Unicode support for Special characters

Hello Prosemirror, first of all such an elaborate and incredibly powerful library this is. I wanted to ask specifically about a use-case we’re trying to solve. Our team currently supports rich text for web pages, and the goal is to add support for apps as well. One of the caveats is around special characters (zero-width space, non-breaking space and line separator). Specifically, we want to save these as unicode instead of HTML entities in our payload.

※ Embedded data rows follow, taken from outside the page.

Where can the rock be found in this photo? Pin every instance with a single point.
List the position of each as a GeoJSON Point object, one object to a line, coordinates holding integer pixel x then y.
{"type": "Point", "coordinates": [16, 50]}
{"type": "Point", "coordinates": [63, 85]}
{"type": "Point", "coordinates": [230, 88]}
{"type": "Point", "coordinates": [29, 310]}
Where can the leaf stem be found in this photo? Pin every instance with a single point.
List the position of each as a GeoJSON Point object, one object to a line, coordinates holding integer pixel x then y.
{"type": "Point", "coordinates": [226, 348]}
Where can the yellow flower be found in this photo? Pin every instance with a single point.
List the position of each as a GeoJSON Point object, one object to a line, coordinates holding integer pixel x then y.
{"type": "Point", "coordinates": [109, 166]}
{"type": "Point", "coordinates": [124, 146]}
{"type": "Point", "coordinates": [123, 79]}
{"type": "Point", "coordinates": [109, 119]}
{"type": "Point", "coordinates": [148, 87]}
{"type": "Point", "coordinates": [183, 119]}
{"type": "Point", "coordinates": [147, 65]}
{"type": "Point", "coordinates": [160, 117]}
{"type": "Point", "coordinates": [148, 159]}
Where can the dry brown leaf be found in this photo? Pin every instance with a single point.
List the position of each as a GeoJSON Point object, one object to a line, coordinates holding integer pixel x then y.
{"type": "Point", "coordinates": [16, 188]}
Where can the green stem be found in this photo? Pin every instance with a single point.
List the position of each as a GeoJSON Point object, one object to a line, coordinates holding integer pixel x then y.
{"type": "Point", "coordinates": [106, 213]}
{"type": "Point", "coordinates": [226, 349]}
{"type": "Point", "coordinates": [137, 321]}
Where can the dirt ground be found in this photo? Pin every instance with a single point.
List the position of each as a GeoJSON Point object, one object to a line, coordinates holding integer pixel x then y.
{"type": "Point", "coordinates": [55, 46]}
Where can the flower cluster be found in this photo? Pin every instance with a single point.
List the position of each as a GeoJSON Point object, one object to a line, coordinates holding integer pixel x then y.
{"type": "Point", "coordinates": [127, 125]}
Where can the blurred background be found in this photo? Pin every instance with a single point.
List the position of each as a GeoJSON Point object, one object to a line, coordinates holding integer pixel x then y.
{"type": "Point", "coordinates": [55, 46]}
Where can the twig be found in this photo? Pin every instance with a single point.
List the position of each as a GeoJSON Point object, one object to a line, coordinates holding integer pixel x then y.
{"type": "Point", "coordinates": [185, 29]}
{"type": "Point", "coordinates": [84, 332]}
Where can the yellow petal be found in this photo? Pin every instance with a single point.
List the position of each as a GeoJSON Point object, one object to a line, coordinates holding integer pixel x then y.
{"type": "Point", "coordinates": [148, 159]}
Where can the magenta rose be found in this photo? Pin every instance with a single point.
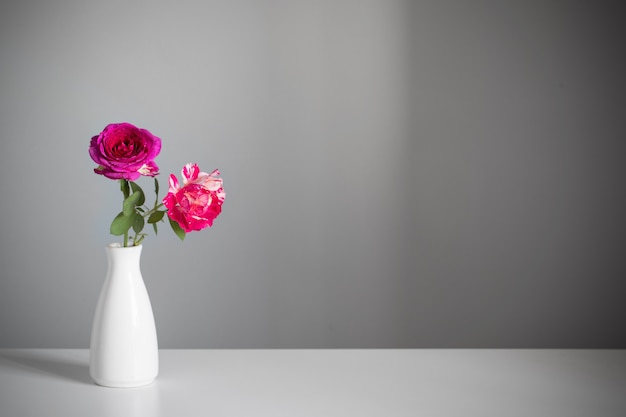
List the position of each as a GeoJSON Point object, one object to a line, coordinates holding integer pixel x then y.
{"type": "Point", "coordinates": [198, 202]}
{"type": "Point", "coordinates": [124, 151]}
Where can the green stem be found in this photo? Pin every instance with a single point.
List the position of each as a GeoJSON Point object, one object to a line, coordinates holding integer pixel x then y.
{"type": "Point", "coordinates": [126, 192]}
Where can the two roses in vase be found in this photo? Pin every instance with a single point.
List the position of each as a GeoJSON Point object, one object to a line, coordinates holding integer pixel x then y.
{"type": "Point", "coordinates": [125, 152]}
{"type": "Point", "coordinates": [124, 347]}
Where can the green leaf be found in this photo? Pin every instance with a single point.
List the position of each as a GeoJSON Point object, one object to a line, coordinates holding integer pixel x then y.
{"type": "Point", "coordinates": [131, 202]}
{"type": "Point", "coordinates": [137, 189]}
{"type": "Point", "coordinates": [177, 229]}
{"type": "Point", "coordinates": [121, 223]}
{"type": "Point", "coordinates": [138, 223]}
{"type": "Point", "coordinates": [156, 216]}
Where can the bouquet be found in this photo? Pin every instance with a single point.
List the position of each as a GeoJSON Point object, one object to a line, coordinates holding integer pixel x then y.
{"type": "Point", "coordinates": [124, 153]}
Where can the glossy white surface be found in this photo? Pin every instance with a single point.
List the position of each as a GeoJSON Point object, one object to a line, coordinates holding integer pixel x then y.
{"type": "Point", "coordinates": [294, 383]}
{"type": "Point", "coordinates": [124, 348]}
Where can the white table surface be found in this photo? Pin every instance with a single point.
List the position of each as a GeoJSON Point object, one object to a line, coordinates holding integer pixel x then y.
{"type": "Point", "coordinates": [349, 382]}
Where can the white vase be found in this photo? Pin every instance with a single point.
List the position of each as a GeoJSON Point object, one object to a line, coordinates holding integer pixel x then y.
{"type": "Point", "coordinates": [124, 349]}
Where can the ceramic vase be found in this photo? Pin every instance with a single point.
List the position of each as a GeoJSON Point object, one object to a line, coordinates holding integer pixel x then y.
{"type": "Point", "coordinates": [124, 349]}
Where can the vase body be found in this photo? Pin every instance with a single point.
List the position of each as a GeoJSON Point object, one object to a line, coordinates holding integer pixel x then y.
{"type": "Point", "coordinates": [124, 349]}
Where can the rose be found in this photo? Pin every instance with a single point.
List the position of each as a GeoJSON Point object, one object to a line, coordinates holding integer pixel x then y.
{"type": "Point", "coordinates": [198, 202]}
{"type": "Point", "coordinates": [123, 151]}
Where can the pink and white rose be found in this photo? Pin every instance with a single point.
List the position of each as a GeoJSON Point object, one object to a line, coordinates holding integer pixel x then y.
{"type": "Point", "coordinates": [198, 202]}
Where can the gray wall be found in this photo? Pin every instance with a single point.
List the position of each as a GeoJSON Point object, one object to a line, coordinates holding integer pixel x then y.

Here’s an example of some content with special characters in it.

{
  "type": "doc",
  "content": [
      {
          "type": "paragraph",
          "content": [
              {
                  "type": "text",
                  "text": "h ello world, h ow y​ou been?"
              }
          ]
      },
      {
          "type": "paragraph"
      },
      {
          "type": "paragraph",
          "content": [
              {
                  "type": "text",
                  "marks": [
                      {
                          "type": "strong"
                      }
                  ],
                  "text": "Good"
              },
              {
                  "type": "text",
                  "text": " to "
              },
              {
                  "type": "text",
                  "marks": [
                      {
                          "type": "em"
                      }
                  ],
                  "text": "see"
              },
              {
                  "type": "text",
                  "text": " "
              },
              {
                  "type": "text",
                  "marks": [
                      {
                          "type": "em"
                      },
                      {
                          "type": "strong"
                      }
                  ],
                  "text": "you"
              },
              {
                  "type": "text",
                  "text": " my old friend"
              }
          ]
      },
      {
          "type": "bullet_list",
          "content": [
              {
                  "type": "list_item",
                  "content": [
                      {
                          "type": "paragraph",
                          "content": [
                              {
                                  "type": "text",
                                  "text": "this is a list"
                              }
                          ]
                      }
                  ]
              },
              {
                  "type": "list_item",
                  "content": [
                      {
                          "type": "paragraph",
                          "content": [
                              {
                                  "type": "text",
                                  "text": "this is also a list "
                              }
                          ]
                      }
                  ]
              }
          ]
      }
  ]
}

This works great (when converted back into html and it recognizes the special characters).

but I am looking for ideas around how else can these special characters be stored for greater flexibility.

Thank you!

ProseMirror doesn’t ever escape HTML entities, so it sounds like it does what you need there.

We need it to escape it so instead of HTML entities we can store them as unicode

That doesn’t really make sense. At the DOM level, there’s no difference, and if entities are showing up somewhere in the process, that’s happening outside of ProseMirror.